Commuter Council fails to take responsibility

Austin Loukas, Asst. Photo Editor

To this day, I am not even sure if the Commuter Council was even aware that they had a crisis on their hands.  I, like many others this semester, was refused an on-campus parking pass.
And I, like so many others, was only told why weeks after the fact.  To this very day, the Wilkes University Commuter Council has not answered my emails.
The organization of the parking pass system at Wilkes is overly complicated and quite deceiving. To most students it may seem as if Public Safety is in charge of choosing who does and does not receive parking passes. This is not true.
For on-campus residents, Resident Life chooses qualified candidates for parking passes; for off-campus and commuter students, Commuter Council is in charge of choosing good candidates.
Neither Res Life nor Commuter Council sends out emails to notify students if they did not qualify for a parking pass. This is surely something that must be changed.
Last week The Beacon did an online editorial on the Wilkes’ parking pass system that I urge you to check out. The editorial focused on Tim Jurkowski, an off-campus nursing student in Army ROTC who seemed to be overlooked when it came to parking passes this semester.
Now Jurkowski has to get ride with Public Safety to the Ralston lot early in the morning in order to get to nursing clinicals and ROTC physical training.
Jurkowski,was seemingly denied a parking pass because he lived too close to campus. The apartment building we both live in does not supply us with private parking. Thus, Jurkowski, many other off-campus and commuter students, and I were turned down.
Being adjacent to campus did not affect another student, Ryan Weber, from getting a parking pass. Weber lives the same distance from campus, however, he received a parking pass as usual this semester.
Meanwhile several commuter students, who actually drive to class in the morning, were denied parking passes along with Tim “super-busy” Jurkowski.  This makes me seriously question the organization of this system.
Why are some students picked, seemingly at random, over others? Who is truly choosing who gets these passes, is it a fellow student, a faculty member, or someone from the administration?
Perhaps it is just a hogwash of random commuter council students prone to their own biases and inconsistencies.
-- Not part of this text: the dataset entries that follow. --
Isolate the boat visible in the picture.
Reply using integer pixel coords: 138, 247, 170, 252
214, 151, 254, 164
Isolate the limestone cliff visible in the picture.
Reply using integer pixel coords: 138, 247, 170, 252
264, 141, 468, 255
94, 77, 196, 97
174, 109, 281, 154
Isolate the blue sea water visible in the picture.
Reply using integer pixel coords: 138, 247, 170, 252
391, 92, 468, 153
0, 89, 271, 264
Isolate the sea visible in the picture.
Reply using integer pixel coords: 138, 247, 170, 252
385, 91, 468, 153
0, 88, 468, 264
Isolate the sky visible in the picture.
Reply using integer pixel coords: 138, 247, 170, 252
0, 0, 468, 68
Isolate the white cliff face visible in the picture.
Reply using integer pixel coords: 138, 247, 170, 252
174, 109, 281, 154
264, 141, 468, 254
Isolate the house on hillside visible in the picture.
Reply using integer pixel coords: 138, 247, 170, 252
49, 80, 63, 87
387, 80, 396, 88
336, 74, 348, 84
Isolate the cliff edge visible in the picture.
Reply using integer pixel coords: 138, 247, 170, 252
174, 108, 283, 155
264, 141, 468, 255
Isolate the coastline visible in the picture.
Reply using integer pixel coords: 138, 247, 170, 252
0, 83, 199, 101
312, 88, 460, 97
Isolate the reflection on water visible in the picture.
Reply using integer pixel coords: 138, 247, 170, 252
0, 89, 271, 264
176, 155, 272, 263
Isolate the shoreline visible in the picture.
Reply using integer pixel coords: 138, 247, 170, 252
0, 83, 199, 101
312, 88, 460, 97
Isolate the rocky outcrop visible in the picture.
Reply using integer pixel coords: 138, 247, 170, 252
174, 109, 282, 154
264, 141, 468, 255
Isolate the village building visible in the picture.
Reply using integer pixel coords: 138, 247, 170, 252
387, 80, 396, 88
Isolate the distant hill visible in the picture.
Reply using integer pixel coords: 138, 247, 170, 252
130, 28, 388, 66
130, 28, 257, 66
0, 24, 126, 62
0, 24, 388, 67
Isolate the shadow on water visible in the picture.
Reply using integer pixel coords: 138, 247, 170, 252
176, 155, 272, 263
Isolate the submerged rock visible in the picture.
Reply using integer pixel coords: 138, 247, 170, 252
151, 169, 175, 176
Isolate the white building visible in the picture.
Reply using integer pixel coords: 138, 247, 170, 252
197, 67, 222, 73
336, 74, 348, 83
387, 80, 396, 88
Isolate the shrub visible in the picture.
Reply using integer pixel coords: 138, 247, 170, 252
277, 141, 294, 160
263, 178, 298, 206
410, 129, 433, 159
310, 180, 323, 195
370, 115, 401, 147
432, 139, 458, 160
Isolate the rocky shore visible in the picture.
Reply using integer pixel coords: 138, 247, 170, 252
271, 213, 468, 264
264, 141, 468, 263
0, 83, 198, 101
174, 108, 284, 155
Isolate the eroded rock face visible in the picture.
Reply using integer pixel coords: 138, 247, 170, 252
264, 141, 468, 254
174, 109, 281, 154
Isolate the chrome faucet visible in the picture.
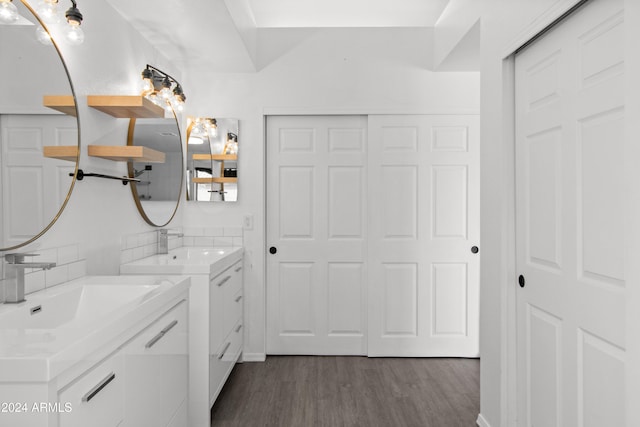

I am not sure; I have tried to reach out via email to Commuter Council several times with no response.
This parking “crisis,” as I’ve heard it put by fellow students and friends, is not fair to the students.
I understand that there are only a limited number of spots.  I have also heard many students complain that they are unable to find parking spots before class even when they have received a parking pass for the semester.  I believe that it is a necessary evil that these organizations deny students for parking.  I request, however, that the commuter council deny these students in some type of organized way and, perhaps even more importantly, communicate with students about the reasoning for this denial.

I also understand how hard it must be for Public Safety, they have had to deal with countless students calling and complaining while they themselves are not truly responsible.  I’m sure that it is a huge hassle for public safety to deal with the complaints of students and parents on the matter of parking on campus.  I assume it is also a hassle for public safety to cart students to and from the Ralston Parking Lot at 4am in the morning because commuter council overlooked a student’s needs for a parking pass.
I urge the commuter council to speak up and educate the students to whatever organizational system they have for parking passes.
In the meantime, I’ll be in the parking garage next to Boscov’s.